[Form 4] ReShape Lifesciences, Inc. Insider Trading Activity
Robert Dickey IV, Chief Financial Officer and Director of Vyome Holdings, Inc., reported a change in beneficial ownership related to a merger involving Vyome Therapeutics. The reporting person received 762 shares of Vyome Holdings common stock on 08/15/2025 in exchange for 3,810,000 shares of Vyome Therapeutics common stock under the Merger Agreement, which converted every 5,000 Vyome Therapeutics shares into one share of the issuer. The Merger resulted in Vyome Therapeutics becoming a subsidiary of the issuer and the renamed parent company Vyome Holdings, Inc. The Form 4 discloses the acquisition as a non-derivative transaction and indicates the reporting person holds the shares directly.
- Transparency: Reporting person timely filed a Form 4 disclosing the merger-related acquisition, which supports regulatory transparency
- Clear conversion terms: The filing specifies the conversion ratio (1 Vyome Holdings share per 5,000 Vyome Therapeutics shares), clarifying the mechanics of the ownership change
- None.
Insights
TL;DR: Insider received a small number of parent-company shares via a merger conversion that consolidated a large base of subsidiary shares.
The reported transaction is a mechanical conversion under a merger agreement, where a large block of subsidiary common stock (3,810,000 shares) converted into a comparatively small number of parent-company shares (762) at a fixed ratio (1-for-5,000). For investors, this does not reflect an open-market purchase or sale by the insider but the exchange mechanics of the corporate reorganization. The Form 4 shows ownership is direct and the transaction code indicates an acquisition by virtue of the merger. There is no cash consideration disclosed for the reporting person in the filing.

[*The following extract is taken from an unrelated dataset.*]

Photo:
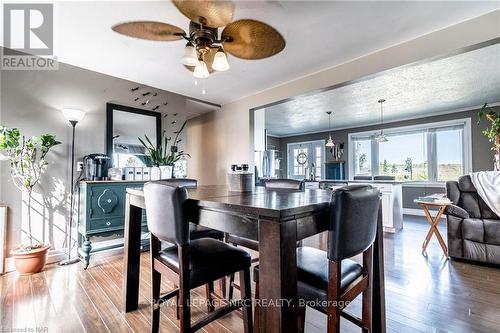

TL;DR: The filing documents an internal restructuring transfer; it is procedural rather than an operational change.
This disclosure notifies shareholders of a change in beneficial ownership resulting from the completion of a merger and the subsequent stock conversion ratio. It confirms proper reporting by an insider who is an officer and director, supporting transparency. The filing does not disclose any related-party compensation, option exercises, or other governance actions beyond the conversion. Material governance implications would require additional information such as pro forma share counts, dilution impact, or changes to executive compensation, which are not included here.